Bordman said grudgingly:
"Now that you mention it, of course...."
"My space-phone picks up microwaves," said Huyghens. "I'm shifting a few elements to make it listen for longer stuff. It won't be efficient, but it will catch a distress-signal if one's in the air. I don't expect it, though."
He worked. Bordman sat still a long time, watching him. Down below, a rhythmic sort of sound arose. It was Sourdough Charley, snoring.
Sitka Pete grunted in his sleep. He was dreaming. In the general room of the station Semper blinked his eyes rapidly and then tucked his head under a gigantic wing and went to sleep. The noises of the Loren-Two jungle came through the steel-shuttered windows. The nearer moon—which had passed overhead not long before the ringing of the arrival-bell—again came soaring over the eastern horizon. It sped across the sky.
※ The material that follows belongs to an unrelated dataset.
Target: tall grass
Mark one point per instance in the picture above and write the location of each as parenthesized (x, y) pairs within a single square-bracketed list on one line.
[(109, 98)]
Inside the station, Bordman said angrily:
"See here, Huyghens! You've reason to kill me. Apparently you don't intend to. You've excellent reason to leave that robot-colony strictly alone. But you're preparing to help, if there's anybody alive to need it. And yet you're a criminal, and I mean a criminal! There've been some ghastly bacteria exported from planets like Loren Two. There've been plenty of lives lost in consequence, and you're risking more. Why the hell do you do it? Why do you do something that could produce monstrous results to other human beings?"
Huyghens grunted.
"You're assuming there are no sanitary and quarantine precautions taken by my partners. As a matter of fact, there are. They're taken, all right! As for the rest, you wouldn't understand."
"I don't understand," snapped Bordman, "but that's no proof I can't! Why are you a criminal?"